Au moment où le gouvernement provisoire de François Bayrou cherche désespérément à trouver un budget pour 2026, et les années suivantes, qui résoudrait la quadrature du cercle, tout en ne créant pas d’impôt nouveau, la taxe « Zucman », qui consisterait à faire payer un minimum de 2 % de leur patrimoine aux milliardaires, rapporterait environ 20 milliards par an, soit la moitié des recettes supplémentaires attendues, en ne taxant que 1800 foyers fiscaux. Une idée alléchante reprise par le groupe écologiste qui l’a soumise au vote du Parlement. Si le texte a été approuvé en première lecture par les députés, grâce à un pacte de non-censure entre le gouvernement et une partie de l’opposition, il a été rejeté par les sénateurs, et devra refaire le cheminement législatif, ou être intégré dans la loi de finances. C’est, semble-t-il, la voie retenue par le Premier ministre, qui en profiterait pour en réduire la portée en en faisant une mesure parmi d’autres, ne rapportant plus que 2 milliards d’euros.
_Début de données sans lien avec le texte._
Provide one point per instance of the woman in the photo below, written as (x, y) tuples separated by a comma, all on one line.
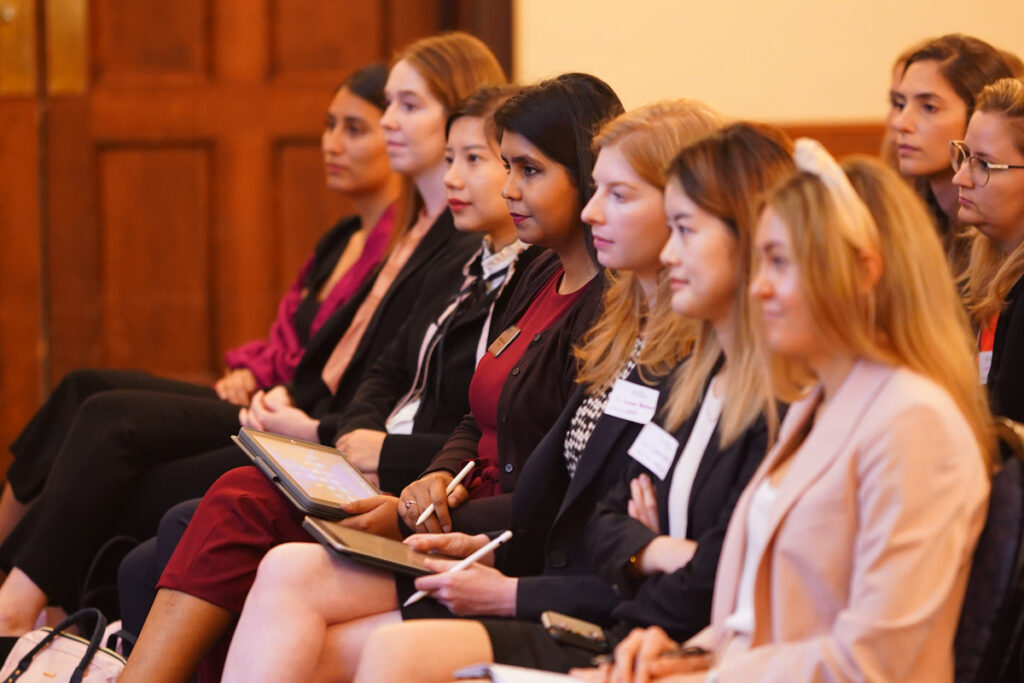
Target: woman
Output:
[(712, 211), (546, 141), (989, 175), (355, 164), (415, 390), (931, 105), (849, 552), (148, 459)]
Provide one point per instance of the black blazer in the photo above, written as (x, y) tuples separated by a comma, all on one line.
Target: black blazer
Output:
[(679, 602), (442, 251), (1006, 377), (445, 396), (530, 399), (550, 512)]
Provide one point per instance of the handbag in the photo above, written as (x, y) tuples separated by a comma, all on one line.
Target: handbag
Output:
[(50, 655)]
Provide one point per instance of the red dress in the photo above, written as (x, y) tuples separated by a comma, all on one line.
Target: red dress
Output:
[(244, 515)]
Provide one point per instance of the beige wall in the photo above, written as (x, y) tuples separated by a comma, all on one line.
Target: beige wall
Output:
[(783, 60)]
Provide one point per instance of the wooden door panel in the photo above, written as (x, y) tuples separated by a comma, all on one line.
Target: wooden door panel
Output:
[(156, 215), (310, 38), (22, 348), (152, 42)]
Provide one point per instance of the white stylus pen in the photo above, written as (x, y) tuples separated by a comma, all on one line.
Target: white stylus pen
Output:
[(419, 595), (448, 489)]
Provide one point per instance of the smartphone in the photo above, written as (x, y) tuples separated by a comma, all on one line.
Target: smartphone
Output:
[(573, 631)]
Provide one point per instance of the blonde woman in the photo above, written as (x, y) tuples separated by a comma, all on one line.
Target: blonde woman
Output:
[(849, 552), (989, 165)]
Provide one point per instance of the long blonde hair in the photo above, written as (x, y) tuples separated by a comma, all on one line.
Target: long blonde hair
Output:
[(912, 316), (454, 65), (647, 137), (992, 273), (726, 175)]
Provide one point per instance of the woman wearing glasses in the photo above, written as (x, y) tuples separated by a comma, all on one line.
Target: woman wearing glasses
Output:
[(989, 176)]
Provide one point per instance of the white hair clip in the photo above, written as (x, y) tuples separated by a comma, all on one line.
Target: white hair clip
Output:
[(811, 157)]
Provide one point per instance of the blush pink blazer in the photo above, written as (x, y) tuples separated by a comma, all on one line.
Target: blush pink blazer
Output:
[(869, 543)]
C’était pourtant l’occasion pour le président et le gouvernement de se réconcilier avec la plupart des Français qui approuvaient à 70 % selon un sondage en janvier 2025, une mesure de cet ordre. Trois sur quatre des électeurs LR, comme ceux de Renaissance, plébiscitaient même la mesure. L’obstacle principal serait donc la conviction d’Emmanuel Macron lui-même, insensible à la critique récurrente depuis le début de son premier mandat, d’être « le président des riches », ce qui se confirme de jour en jour. Il nous a d’abord servi son idéologie fumeuse du « ruissellement » dans une première phase, selon laquelle les cadeaux financiers accordés aux nouvelles 200 familles, devraient se répercuter sur les revenus des plus pauvres, qui les attendent encore. Désormais, il faudrait épargner les ultrariches de crainte de les voir s’évaporer comme neige au soleil pour se réfugier vers des pays plus accommodants. C’est oublier un peu vite que personne n’a à gagner dans cette forme de dumping fiscal, où il y aura toujours quelque part un « mieux disant » pour faire profiter des effets d’aubaine.